Loeb Says Short Bets Are Paying Off With Stock Valuations ‘Stretched’By and
Manager is betting against retailers, energy companies
Loeb says companies may be playing ‘accounting games’
Hedge fund manager Dan Loeb says he’s seeing more opportunities to bet against stocks as the market soars, particularly in industries undergoing secular change.
He is wagering against retailers, consumer brands, energy-related companies and some firms “we think have very low quality earnings that might be playing accounting games,” Loeb said Thursday on an earnings conference call for Third Point Reinsurance Ltd., the Bermuda-based company where he oversees investments.
Money managers have struggled over the past few years to make money on short bets as the markets have climbed. In a July 11 note, Credit Suisse Group AG analyst Mark Connors wrote that "poisonous" U.S. stock shorts were eating away at managers’ profits. The bank’s index tracking the performance of the most popular shorts rose 17 percent in the first half, according to the report.
Even though the S&P 500 Index has returned 12 percent this year, investors are bracing for more retail restructurings as the industry has been pressured from online rivals such as Amazon.com Inc. Oil prices have sunk this year, leading to a 12 percent plunge in the Standard and Poor’s 500 Energy Index of 32 companies.
"While valuations are getting a little more stretched we’re still finding a lot of really good things to do," Loeb said. The sometimes activist investor has been pushing for changes at companies including Nestle SA and Baxter International Inc. The consumer and health care industries have been the most profitable, he said.
Loeb has been scaling back on bets in the bond market. Earlier this year he highlighted declining prospects for structured and sovereign credit, and said Thursday that his corporate debt portfolio, including distressed holdings, declined for the quarter.

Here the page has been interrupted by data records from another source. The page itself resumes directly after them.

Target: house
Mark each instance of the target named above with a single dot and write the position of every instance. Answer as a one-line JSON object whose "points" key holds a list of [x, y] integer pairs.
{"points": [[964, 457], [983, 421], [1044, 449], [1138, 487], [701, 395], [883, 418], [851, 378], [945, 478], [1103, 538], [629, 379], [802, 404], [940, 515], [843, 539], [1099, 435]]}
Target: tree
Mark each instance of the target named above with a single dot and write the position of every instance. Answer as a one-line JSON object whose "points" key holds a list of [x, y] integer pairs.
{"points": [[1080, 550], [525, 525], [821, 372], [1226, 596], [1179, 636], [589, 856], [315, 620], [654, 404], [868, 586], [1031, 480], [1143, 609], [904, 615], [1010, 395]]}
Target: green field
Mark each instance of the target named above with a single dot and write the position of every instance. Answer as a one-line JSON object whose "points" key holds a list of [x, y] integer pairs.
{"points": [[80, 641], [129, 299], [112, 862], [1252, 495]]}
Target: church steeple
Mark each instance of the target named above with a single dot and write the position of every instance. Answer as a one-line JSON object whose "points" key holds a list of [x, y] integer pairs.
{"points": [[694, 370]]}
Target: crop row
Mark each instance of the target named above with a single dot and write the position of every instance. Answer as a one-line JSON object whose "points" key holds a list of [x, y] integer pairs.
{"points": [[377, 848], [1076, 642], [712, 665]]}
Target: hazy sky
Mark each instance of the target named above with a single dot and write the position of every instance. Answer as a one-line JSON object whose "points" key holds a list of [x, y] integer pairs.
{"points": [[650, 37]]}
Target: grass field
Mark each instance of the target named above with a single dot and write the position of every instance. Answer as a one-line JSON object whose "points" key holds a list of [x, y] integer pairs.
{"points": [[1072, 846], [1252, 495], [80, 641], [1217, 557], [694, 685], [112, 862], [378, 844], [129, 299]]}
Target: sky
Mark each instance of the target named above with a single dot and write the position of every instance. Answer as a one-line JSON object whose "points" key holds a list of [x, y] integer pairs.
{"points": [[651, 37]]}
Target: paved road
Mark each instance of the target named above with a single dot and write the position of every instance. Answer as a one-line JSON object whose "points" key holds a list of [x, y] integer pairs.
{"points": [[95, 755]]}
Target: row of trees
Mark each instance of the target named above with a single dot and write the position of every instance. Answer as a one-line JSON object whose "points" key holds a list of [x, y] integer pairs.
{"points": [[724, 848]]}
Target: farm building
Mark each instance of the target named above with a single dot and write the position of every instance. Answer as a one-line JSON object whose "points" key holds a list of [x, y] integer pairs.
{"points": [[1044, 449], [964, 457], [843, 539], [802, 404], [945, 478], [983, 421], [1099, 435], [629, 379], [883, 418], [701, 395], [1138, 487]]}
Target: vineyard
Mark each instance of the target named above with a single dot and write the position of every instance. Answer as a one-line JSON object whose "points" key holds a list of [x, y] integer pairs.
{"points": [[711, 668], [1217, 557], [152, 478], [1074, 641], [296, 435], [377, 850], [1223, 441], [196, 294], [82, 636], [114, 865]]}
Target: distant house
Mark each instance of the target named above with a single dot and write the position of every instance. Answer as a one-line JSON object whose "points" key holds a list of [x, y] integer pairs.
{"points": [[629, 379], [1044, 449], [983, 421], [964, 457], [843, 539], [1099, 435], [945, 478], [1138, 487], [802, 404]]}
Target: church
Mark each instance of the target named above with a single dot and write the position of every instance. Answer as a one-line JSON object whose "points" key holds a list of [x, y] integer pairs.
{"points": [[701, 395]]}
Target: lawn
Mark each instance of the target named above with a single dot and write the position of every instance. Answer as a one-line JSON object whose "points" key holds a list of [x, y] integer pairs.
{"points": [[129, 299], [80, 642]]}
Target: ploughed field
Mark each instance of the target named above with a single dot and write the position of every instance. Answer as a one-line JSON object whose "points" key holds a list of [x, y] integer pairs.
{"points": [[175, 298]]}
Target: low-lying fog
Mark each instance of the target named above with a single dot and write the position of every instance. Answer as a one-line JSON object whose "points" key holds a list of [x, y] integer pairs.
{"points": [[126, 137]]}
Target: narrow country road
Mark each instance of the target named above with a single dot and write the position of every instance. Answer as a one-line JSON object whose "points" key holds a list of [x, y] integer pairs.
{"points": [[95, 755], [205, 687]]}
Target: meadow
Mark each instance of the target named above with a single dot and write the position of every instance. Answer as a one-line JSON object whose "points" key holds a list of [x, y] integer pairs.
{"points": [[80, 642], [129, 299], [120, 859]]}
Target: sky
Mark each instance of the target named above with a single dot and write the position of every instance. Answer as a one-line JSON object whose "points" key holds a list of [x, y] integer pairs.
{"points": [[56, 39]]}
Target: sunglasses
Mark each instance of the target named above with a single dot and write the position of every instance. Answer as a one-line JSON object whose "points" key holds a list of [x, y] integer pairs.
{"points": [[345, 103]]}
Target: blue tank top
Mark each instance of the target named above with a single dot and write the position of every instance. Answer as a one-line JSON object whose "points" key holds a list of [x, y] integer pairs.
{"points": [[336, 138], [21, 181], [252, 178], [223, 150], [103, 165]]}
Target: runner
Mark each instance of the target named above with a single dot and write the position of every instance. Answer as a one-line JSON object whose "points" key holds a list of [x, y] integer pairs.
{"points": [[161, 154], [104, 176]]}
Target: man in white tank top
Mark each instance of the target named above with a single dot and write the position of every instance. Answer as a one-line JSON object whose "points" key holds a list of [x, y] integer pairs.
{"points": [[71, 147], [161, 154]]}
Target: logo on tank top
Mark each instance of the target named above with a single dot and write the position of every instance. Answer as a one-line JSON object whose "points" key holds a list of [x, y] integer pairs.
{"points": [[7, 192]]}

“We are patiently waiting for the next cycle and have reduced exposure across each vertical,” Loeb said. “We will be carefully watching central bank activity as we approach year end.”
Loeb’s improving investment results have helped the reinsurer’s stock surge 26 percent this year through Wednesday, and advanced another 2.9 percent at 9:42 a.m. in New York. The shares had declined in three straight years through 2016.
Third Point Re’s second-quarter net income jumped 40 percent to $74.6 million, the company said late Wednesday in a statement. Earnings per share were 71 cents, beating by 2 cents the average estimate in a Bloomberg survey of analysts.
While Loeb’s investments thrived in the period, the company still struggled to post underwriting gains on insurance contracts. Third Point Re had a combined ratio of 107 in the three months ended June 30, meaning it had 107 cents of expenses and claims costs for every premium dollar. That was an improvement from 119.2 a year earlier.